So off to Europe we go. I was traveling with a life-long friend, Lennie, who by coincidence also had to see someone on the Rivera. No problem; no conflict. We arrived at The Rivera on the morning of August 15 and decided that our first stop should be the home of Mrs. Moore. We found her house easily enough and knocked on her door. Suddenly, my knees went rubbery. I realized I was very nervous. I had never done anything like this before. I was a 20-year-old beer-drinking sophomore who was in Europe to have fun, and in a split second I had to erase any thought of such things and become a serious adult on a diplomatic mission. I knocked on the door a second time, very gently so as not to irritate Mrs. Moore. She opened the door and in a terse manner asked what I was selling. The rubber in my knees increased, and with all the class and charm of a brick, I stuttered and stammered that I had a letter of introduction from a Miss Olga Sadotti of Hartford, CT. (The letter was sealed so I’d never seen the contents.) Mrs. Moore opened the letter, read it, and right away her grumpy exterior vanished. She invited us in and asked if we could stay a few days. Now the rubber in my legs was dissipating and a conversation started that lasted for several hours. My traveling friend Lennie had a lot to offer the conversation because he was a student from Yale University and was studying Architecture. I, on the other hand, was a boring old General Studies Student at Boston University, so I sat in the corner.

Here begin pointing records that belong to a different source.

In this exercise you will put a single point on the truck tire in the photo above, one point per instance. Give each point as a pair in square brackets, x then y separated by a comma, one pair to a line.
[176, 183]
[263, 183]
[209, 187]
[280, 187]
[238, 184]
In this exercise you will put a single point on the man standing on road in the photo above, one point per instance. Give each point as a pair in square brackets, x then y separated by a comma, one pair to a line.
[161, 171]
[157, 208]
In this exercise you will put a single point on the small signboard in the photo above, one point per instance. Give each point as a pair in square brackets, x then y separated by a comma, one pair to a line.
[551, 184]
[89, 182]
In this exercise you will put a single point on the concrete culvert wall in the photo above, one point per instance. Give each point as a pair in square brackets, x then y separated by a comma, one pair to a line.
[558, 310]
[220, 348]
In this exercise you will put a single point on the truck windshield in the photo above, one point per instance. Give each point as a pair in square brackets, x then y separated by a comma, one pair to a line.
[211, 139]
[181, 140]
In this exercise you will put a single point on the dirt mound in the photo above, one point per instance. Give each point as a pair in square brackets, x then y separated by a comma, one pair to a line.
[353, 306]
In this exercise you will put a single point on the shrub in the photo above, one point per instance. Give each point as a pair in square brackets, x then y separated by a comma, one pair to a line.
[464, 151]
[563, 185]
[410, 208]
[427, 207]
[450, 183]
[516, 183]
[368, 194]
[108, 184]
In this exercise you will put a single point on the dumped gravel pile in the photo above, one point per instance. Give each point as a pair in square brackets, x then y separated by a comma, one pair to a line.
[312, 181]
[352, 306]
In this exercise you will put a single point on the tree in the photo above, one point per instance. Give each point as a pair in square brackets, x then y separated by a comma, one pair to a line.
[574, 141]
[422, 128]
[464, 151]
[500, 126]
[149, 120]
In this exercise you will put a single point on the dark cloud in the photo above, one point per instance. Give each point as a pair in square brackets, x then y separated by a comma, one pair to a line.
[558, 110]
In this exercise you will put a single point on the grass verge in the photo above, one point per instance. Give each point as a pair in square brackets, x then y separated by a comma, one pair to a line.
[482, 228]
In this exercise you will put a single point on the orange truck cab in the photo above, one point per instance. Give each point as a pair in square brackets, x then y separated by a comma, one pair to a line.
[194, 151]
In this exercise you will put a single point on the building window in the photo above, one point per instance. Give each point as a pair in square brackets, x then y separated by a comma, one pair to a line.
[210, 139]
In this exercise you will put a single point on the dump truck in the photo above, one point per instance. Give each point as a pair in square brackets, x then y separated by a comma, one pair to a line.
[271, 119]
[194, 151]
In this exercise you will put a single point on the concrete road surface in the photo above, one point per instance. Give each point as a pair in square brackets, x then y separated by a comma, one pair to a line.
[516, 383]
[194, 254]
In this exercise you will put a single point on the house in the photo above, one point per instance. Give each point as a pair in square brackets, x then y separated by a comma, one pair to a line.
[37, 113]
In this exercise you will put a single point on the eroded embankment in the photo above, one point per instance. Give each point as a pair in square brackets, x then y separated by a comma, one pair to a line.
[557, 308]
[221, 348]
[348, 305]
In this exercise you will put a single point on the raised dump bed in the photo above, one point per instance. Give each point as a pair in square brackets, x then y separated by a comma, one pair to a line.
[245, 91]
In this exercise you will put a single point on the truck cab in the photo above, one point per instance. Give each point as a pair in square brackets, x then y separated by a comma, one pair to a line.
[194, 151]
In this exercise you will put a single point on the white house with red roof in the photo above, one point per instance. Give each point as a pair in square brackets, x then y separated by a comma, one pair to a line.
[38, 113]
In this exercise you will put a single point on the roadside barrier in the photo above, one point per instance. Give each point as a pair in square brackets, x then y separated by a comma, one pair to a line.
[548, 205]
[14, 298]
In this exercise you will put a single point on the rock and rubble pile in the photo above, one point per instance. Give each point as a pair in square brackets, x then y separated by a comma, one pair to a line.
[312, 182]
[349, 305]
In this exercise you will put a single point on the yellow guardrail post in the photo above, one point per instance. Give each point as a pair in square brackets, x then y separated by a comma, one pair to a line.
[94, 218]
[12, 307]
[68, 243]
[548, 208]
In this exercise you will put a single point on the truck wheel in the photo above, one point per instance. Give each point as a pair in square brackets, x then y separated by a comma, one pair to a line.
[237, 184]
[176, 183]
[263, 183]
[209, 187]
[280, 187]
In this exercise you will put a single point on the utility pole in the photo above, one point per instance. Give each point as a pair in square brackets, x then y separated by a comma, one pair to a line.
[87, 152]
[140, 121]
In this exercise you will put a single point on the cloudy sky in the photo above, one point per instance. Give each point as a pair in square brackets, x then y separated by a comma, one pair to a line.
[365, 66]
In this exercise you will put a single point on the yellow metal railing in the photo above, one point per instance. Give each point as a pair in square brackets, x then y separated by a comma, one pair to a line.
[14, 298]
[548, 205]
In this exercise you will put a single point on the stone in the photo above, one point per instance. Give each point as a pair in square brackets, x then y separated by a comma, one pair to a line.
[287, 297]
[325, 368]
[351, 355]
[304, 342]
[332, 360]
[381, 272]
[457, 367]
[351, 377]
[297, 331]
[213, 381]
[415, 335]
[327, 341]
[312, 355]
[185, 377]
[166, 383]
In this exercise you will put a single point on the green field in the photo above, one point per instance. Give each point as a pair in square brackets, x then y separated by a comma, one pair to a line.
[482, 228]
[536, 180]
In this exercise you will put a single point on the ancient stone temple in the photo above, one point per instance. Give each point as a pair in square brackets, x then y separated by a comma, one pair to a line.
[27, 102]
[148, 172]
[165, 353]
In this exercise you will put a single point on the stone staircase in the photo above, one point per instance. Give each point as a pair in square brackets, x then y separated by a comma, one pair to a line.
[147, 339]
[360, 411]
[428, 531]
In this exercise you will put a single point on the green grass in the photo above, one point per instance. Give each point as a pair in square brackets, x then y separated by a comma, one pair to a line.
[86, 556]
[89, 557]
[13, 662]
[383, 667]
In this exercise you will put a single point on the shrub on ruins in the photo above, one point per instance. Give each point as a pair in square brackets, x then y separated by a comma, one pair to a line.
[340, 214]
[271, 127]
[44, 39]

My patience paid handsome dividends when Mrs. Moore asked if we would like a drink. The offer was only good if we accompanied her to the wine cellar. We agreed, and off we went. As the saying goes – Oh My God! There I was with my jaw dropping on the ground, staring at – at the very least – 2000 bottles of wine. Some of the wine was covered with dust, as it had been hidden from the Germans during WWII. However, there was a section reserved for Champagne. Mrs. Moore asked me to select two bottles and take them to the garden area just off the dining room.
There I was, a young stallion, drinking Champagne in Mrs. Moore’s Garden, when all of a sudden the rubber knees started to activate themselves again. It must have been the wine that helped loosen my tongue, because I began asking questions about Olga – who was just an acquaintance – and how she’d come to know Mrs. Moore. What happened next in the conversation was a stunner. It soon became clear that Lennie and I were in the presence of a woman who was personally responsible for the escape of approximately 1200 children from the horrors of Nazi Germany. The children were somehow moved from Germany to France to Spain and on to other safe havens, including the US.
(It is here that I must refer you to the Internet for a complete account. There you will discover in detail what an amazing feat it was. Mrs. Moore was not one for glory or publicity. Just go to Safari and type in Ottillie Moore and spend some time reading an incredible story.)
As for my wine hobby; yes, it was born in Mrs. Moore’s Garden. It sustained itself very nicely for the next three weeks as Lennie and I travelled through Italy, Austria, Germany, Belgium and finally home. I finished college, got married, and had four children – which, I discovered, did not leave any money left over for wine. However, in 1986, there were signs all over Boston Liquor stores that the 1982 Bordeaux wines had been released. This was the next great vintage to follow the 1961 Bordeaux. That was it. I was hooked again. For the next several years I purchased a great deal of wine from all over the planet. I enjoyed the drinking, but I also started to keep a journal of the wines that my wife and I were drinking. The journal contributed a great deal to my learning experience.
One morning I woke up and realized that I no longer had to pay college tuition. I was rich! A whole world full of wineries was out there waiting for a visit from Terry and Cathy. Over the next seven or eight years we schlepped through Burgundy, Bordeaux, The Rhone, Most of Italy, California, Oregon, Washington, and to some of the lesser known wineries in other states of the US. (Wine is now produced in all 50 States.)
I would be remiss if I did not mention the hundreds of talented people I’ve met on my winery visits, people who are really passionate about wine. If you have a chance to visit wineries, try to meet the owner and the winemaker. They are the decision makers. They have the final say for the product on the shelf. And do not be intimidated; they love talking about their work.
And finally, in all of my travels, did I find a favorite wine? You betcha! A 1993 Meo Camuzet Nuit Saint George. Bummer! It is all sold out.